Continuing from the previous post, we have seen the variance inflation factor (VIF) of three variables in a database:
pcFAT Weight Activity
3.204397 3.240334 1.026226
The following is the correlation matrix of the three variables. You can see a reasonable correlation between the percentage of fat and weight.
pcFAT Weight Activity
pcFAT 1.00000000 0.8267145 -0.02252742
Weight 0.82671454 1.0000000 -0.10766796
Activity -0.02252742 -0.1076680 1.00000000
Now, we create a new variable, FAT (in kg), multiplying fat percentage with weight.
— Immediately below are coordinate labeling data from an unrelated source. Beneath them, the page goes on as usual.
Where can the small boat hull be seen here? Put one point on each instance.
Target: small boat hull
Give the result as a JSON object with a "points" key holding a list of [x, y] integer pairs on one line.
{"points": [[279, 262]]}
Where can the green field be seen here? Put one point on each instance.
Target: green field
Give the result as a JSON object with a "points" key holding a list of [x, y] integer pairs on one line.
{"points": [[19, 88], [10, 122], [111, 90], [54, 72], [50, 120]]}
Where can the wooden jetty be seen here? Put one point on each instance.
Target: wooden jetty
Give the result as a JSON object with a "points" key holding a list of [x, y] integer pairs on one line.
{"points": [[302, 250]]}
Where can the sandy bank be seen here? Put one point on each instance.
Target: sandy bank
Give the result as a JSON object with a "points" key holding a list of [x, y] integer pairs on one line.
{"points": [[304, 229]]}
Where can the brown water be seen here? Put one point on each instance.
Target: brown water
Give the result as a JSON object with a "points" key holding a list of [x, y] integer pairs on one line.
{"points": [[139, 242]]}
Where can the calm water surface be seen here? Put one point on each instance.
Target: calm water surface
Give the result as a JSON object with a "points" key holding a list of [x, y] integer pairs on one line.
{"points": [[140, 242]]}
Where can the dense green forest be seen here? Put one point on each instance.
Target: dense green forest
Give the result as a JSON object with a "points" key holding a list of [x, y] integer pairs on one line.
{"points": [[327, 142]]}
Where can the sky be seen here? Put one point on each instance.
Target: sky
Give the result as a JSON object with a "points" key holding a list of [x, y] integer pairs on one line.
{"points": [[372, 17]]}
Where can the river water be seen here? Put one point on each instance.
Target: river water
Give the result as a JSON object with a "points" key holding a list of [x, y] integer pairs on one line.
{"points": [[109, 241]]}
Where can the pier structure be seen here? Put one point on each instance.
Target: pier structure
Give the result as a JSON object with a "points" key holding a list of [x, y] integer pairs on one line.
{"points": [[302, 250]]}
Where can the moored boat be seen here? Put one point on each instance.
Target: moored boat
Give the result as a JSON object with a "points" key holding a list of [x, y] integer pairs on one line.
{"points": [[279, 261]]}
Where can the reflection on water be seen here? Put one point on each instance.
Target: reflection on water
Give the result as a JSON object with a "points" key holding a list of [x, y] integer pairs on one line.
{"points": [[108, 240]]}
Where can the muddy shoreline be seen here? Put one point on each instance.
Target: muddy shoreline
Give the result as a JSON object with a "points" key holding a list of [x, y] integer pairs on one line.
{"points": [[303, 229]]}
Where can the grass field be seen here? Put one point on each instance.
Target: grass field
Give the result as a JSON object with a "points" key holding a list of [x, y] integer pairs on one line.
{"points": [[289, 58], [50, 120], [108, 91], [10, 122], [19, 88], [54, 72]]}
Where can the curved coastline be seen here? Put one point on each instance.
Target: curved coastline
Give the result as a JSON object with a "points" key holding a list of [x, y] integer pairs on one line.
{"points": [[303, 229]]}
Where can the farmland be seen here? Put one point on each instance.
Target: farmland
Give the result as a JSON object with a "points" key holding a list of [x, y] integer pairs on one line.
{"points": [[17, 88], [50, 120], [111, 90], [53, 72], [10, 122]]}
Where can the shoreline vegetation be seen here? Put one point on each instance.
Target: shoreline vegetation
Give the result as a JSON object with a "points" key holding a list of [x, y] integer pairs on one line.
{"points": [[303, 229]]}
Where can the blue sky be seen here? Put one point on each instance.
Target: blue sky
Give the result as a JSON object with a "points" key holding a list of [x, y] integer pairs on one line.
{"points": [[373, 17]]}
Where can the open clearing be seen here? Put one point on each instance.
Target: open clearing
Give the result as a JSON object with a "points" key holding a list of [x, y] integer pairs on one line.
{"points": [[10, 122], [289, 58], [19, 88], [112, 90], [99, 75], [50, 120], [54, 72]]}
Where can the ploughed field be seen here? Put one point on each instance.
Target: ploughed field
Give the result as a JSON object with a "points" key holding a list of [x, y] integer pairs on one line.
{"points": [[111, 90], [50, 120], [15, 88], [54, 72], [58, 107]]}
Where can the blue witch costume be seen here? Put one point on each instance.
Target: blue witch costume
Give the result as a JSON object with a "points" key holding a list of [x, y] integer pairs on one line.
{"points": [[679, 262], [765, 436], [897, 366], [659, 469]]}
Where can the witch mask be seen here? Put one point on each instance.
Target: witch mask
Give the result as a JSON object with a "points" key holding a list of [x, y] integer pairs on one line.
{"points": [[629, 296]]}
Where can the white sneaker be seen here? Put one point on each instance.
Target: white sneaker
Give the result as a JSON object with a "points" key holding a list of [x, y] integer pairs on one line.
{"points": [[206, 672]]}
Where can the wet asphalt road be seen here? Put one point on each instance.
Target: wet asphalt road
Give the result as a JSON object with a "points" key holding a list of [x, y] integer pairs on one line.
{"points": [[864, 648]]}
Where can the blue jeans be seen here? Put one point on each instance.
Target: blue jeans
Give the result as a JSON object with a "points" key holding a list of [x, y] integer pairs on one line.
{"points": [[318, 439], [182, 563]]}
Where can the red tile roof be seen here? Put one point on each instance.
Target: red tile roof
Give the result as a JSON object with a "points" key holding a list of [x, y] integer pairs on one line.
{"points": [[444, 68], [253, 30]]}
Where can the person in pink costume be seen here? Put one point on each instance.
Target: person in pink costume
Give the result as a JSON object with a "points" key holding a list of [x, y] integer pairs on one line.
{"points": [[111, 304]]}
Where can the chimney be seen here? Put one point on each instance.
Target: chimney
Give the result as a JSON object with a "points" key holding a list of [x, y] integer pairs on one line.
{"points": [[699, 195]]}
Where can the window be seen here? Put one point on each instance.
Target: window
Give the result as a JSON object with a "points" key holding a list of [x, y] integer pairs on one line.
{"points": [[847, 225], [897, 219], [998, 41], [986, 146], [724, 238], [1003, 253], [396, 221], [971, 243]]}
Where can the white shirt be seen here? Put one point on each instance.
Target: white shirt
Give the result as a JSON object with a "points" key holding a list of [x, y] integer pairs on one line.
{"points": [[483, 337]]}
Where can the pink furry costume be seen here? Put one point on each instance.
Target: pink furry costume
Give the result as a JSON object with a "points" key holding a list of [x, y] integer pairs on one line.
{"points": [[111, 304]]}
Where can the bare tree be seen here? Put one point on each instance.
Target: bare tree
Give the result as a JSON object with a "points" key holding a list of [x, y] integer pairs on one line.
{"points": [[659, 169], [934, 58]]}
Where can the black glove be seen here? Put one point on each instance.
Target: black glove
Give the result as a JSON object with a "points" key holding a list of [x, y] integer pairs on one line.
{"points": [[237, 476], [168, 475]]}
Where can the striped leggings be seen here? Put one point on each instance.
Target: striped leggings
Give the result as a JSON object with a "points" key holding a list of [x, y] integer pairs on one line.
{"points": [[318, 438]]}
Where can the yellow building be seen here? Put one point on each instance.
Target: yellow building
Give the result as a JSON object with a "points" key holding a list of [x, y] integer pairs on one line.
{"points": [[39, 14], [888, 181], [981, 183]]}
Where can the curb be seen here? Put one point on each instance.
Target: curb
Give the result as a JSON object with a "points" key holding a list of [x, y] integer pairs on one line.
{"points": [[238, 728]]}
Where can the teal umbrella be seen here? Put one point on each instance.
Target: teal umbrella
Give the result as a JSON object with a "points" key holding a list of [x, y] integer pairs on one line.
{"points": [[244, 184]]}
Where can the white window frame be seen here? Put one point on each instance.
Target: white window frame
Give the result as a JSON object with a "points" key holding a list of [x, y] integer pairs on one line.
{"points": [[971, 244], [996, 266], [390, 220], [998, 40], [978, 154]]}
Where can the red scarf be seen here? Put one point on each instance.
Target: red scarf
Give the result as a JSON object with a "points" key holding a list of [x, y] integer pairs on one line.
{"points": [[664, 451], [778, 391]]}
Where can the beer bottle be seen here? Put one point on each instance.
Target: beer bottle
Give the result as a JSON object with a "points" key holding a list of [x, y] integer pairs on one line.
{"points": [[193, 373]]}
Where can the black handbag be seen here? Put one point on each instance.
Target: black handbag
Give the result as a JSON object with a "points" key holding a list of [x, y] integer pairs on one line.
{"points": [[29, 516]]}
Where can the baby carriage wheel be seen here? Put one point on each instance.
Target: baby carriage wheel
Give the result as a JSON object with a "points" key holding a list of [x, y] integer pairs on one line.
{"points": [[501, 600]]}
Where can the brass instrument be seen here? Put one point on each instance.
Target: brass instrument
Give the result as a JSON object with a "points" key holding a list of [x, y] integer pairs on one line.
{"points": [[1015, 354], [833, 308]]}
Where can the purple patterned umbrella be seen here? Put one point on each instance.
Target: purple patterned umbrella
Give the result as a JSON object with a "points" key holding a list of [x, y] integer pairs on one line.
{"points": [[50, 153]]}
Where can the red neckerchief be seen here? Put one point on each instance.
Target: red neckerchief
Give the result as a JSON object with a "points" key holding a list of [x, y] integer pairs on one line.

First, we rerun the correlation to check how the new variables relate.
MM_data <- M_data %>% select(pcFAT, Weight, Activity, FAT)
cor(MM_data)
pcFAT Weight Activity FAT
pcFAT 1.00000000 0.8267145 -0.02252742 0.9244814
Weight 0.82671454 1.0000000 -0.10766796 0.9684322
Activity -0.02252742 -0.1076680 1.00000000 -0.0966596
FAT 0.92448136 0.9684322 -0.09665960 1.0000000
FAT, as expected, has a very high correlation with weight and fat percentage. Now, we run the VIF function on it.
model <- lm(BMD_FemNeck ~ pcFAT + Weight + Activity + FAT , data=M_data)
VIF(model)
pcFAT Weight Activity FAT
14.931555 33.948375 1.053005 75.059251
VIFs of those three variables are high.